Case Number: 25MST013
Manager: Robert Prosak
Licensing Associate, Business Development
S&T Technology Transfer & Economic Development
robert.prosak@mst.edu
PDF Download: Safer Method to Manufacture TNT-Coated High Explosive Particles Marketing Slick
Journal Publication Download: Safer Method to Manufacture TNT-Coated High Explosive Particles Publication

Two labeled beakers containing chemical mixtures. Left: cloudy RDX and TNT mixture. Right: pale TNT-coated RDX powder. Scientific context.

Opportunity

Seeking a licensing and development partner to scale into manufacturing.

Problem Statement

Trinitrotoluene (TNT) is often mixed with High Explosives (HEs) to desensitize and solidify them. TNT-coated HEs have traditionally been manufactured by either melt pour casting or melt cast and pressed. Both methods have significant drawbacks. Melt pour casting often yields inconsistent charges due to variations in TNT density and crystallinity influenced by cooling rate. Similarly, melt cast and pressed lack the necessary control over the particle size density needed within a pressed charge. There is a need for a method to make safe, affordable, and consistent HE:TNT charges.

Solution

Researchers at Missouri University of Science and Technology have developed a novel method for producing TNT-coated HE powder using trinitroperhydrotriazine (RDX) as the HE. Utilizing powdered HE dispersed in boiling water allows the TNT to slowly melt in solution for uniform coating. Under microscopy, the new powder consisted of individually coated HE particles.
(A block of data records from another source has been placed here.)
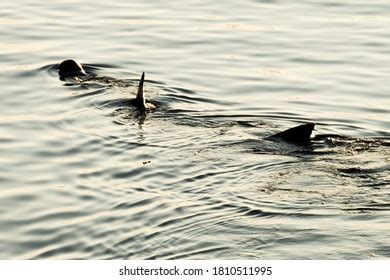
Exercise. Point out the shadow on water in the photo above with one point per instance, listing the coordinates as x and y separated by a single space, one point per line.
188 181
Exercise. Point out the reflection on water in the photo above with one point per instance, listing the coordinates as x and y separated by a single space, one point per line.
84 176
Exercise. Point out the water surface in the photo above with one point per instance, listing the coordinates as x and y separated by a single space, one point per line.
83 176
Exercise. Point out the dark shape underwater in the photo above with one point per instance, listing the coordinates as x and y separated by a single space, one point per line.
70 69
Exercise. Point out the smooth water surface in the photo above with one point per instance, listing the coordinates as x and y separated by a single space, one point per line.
84 176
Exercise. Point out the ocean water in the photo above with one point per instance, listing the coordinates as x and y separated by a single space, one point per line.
84 176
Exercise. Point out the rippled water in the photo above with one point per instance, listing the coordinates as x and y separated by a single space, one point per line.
83 176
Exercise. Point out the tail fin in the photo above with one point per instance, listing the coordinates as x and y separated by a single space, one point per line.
298 134
140 99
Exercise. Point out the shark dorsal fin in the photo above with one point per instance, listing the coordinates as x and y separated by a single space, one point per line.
298 134
140 94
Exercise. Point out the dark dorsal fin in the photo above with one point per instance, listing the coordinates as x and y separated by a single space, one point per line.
70 68
140 99
298 134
Sensitivity testing showed that the new powder was less sensitive to friction than both powdered HE and crushed TNT. Compared to melt cast charges, the pressed TNT-coated HE powder demonstrated the most consistent density and performance and had the highest relative effectiveness.

Value Proposition

The new method for making consistent and pressable TNT/HE charges is a step forward in manufacturing economical, scalable, and safer HE:TNT charges. The new coated powder charge was found to have the highest relative effectiveness of all charges, with higher detonation pressure and a faster reaction rate.

Development Stage

Validated in the lab.

Patent Status

Provisional Patent Application Filed

Publication

https://doi.org/10.1080/07370652.2025.2472655 

Investors

Catherine Johnson, PhD. and Emily Johnson, PhD.